Эмма знала, о чем граф говорил. Она пыталась понять эти учетные книги, но вскоре отказалась от этой затеи. Можно было найти множество объяснений тому, что записи в них были очень уж краткими. Но, принимая во внимание то, что она недавно узнала о делах отца, Эмма не хотела бы, чтобы граф изучал эти книги слишком внимательно.

— Видите ли, сэр, многие поставщики дорожат своей анонимностью, и поэтому они…

— Неужели многие? — перебил граф.

— Да, конечно. Но мой отец обладал прекрасной памятью, и, вероятно, всю остальную информацию он держал в голове.

— Не сомневаюсь, — буркнул граф. Встав со стола, он оправил сюртук. — Приложив некоторые усилия, я разберусь во всех этих записях, даже не обладая столь прекрасной памятью.

— Возможно, вам следовало бы забрать счета с собой, чтобы внимательно изучить их на досуге.

Он уже думал об этом, но потом отказался от такого варианта.

— Я сделаю это здесь, что даст мне возможность понять, насколько Ригглз способен улучшить шансы на успех очередной распродажи.

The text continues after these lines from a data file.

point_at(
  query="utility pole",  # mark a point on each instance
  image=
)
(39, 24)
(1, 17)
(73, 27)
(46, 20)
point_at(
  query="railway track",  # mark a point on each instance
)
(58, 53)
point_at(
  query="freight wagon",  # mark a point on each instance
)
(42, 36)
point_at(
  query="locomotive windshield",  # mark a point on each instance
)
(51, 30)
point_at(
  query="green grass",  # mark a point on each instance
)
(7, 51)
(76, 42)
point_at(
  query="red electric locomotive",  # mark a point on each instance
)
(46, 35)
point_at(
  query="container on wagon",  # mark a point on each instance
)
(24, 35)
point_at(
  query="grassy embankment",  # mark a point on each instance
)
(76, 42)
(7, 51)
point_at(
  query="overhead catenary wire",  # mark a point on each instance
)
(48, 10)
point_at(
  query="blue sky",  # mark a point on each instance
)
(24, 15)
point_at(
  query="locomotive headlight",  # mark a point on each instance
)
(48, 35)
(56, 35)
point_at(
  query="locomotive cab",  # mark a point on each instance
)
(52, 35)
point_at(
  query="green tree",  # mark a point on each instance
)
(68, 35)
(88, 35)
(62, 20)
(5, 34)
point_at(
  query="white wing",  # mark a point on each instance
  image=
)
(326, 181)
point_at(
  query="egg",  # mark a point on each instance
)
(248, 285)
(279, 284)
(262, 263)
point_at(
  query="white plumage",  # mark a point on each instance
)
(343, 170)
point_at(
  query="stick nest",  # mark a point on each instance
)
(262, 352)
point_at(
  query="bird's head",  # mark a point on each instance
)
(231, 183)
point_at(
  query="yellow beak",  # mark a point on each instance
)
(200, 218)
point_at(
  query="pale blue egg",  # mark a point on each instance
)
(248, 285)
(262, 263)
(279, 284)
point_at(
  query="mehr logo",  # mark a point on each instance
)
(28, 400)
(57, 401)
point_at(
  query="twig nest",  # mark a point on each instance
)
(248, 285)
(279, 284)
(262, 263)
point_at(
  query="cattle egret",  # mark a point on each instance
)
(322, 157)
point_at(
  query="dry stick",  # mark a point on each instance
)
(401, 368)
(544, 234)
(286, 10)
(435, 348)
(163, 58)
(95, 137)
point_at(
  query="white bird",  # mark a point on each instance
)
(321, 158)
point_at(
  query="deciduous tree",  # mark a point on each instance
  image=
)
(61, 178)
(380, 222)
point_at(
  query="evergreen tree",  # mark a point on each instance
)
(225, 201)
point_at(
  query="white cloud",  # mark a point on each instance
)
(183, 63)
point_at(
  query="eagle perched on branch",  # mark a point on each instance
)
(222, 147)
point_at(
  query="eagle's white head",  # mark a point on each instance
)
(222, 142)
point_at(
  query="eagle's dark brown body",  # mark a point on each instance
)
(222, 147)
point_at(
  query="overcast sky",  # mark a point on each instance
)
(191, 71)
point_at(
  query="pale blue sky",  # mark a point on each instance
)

Впрочем, я не уверен в том, что она вообще состоится.

С этими словами граф удалился.

Но перед тем как уйти, он взглянул на Эмму, и в это мгновение, в эти несколько секунд она снова почувствовала, что не может отвести от него глаз — не может даже шевельнуться и вздохнуть…

— Ты читаешь, Саутуэйт? Может, я не вовремя?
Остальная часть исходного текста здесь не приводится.